VATICAN CITY (Reuters) - Pope Benedict has given credence to “the most vulgar aspect of anti-Semitism” by rehabilitating a Holocaust-denying bishop, said Elie Wiesel, the death camp survivor, author and Nobel Peace Prize winner.
In an exclusive interview with Reuters, Wiesel also said there was no way the Vatican could have not known about the bishop’s past and it may have been done “intentionally”.
“What does the pope think we feel when he did that? That a man who is a bishop and Holocaust denier — and today of course the most vulgar aspect of anti-Semitism is Holocaust denial — and for the pope to go that far and do what he did, knowing what he knows, is disturbing,” Wiesel said by phone from New York.
“The result of this move is very simple: to give credence to a man who is a Holocaust denier, which means that the sensitivity to us as Jews is not what it should be,” he said late on Tuesday.
British-born Richard Williamson, one of four traditionalist bishops whose excommunications were lifted on Saturday, has made several statements denying the full extent of the Holocaust of European Jews, as accepted by mainstream historians.
Williamson told Swedish television: “I believe there were no gas chambers” and only up to 300,000 Jews perished in Nazi concentration camps, instead of 6 million.
His comments caused an uproar among Jewish leaders and progressive Catholics, many of whom said it had cast a dark shadow over 50 years of Christian-Jewish dialogue.
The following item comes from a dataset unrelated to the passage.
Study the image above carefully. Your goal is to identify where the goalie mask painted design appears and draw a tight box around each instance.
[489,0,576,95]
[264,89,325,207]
“It’s a pity because Jewish-Catholic relations, thanks to John XXIII and John Paul II, had never been as good, never in history,” Wiesel said, referring to the popes who revolutionised relations with Jews after 2,000 years of persecution and mistrust.
Asked if he believed it was possible that the Vatican did not know that Williamson was a Holocaust denier, Wiesel, who won the Nobel in 1986 and survived Auschwitz and Buchenwald, said:
“Oh no! The Church knows what it does, especially on that level for the pope to readmit this man, they know what they are doing. They know what they are doing and they did it intentionally. What the intention was, I don’t know.”
Since the furore over the pope’s decision to lift the excommunication, the Vatican has condemned Williamson’s comments as “grave, upsetting (and) unacceptable”, restating the Church’s — and Benedict’s — teachings against anti-Semitism.
Wiesel said he could not offer the Vatican any advice on how to put things right with Jews but something had to be done.
“The Vatican created the situation. It’s up to them to resolve it. As it is, it is a very sad situation. So unexpected because we had high hopes for the relations between Jews and Catholics because they had been so good under those two popes ... and now it’s the opposite,” said the 80-year-old.
Wiesel recounted his experiences in death camps in the book “Night”. Asked what the controversy meant to him personally as a survivor, he said: “Puzzlement, shock, and immense sadness.”
On Tuesday, Williamson’s superior in the traditionalist movement publicly apologised to the pope and said William had been disciplined and ordered to remain silent on political or historical issues.
But Wiesel agreed with other Jewish leaders who have said the episode would have long-lasting ramifications in the fight against anti-Semitism.
“One thing is clear. This move by the pope surely will not help us fight anti-Semitism. Quite the opposite,” he said.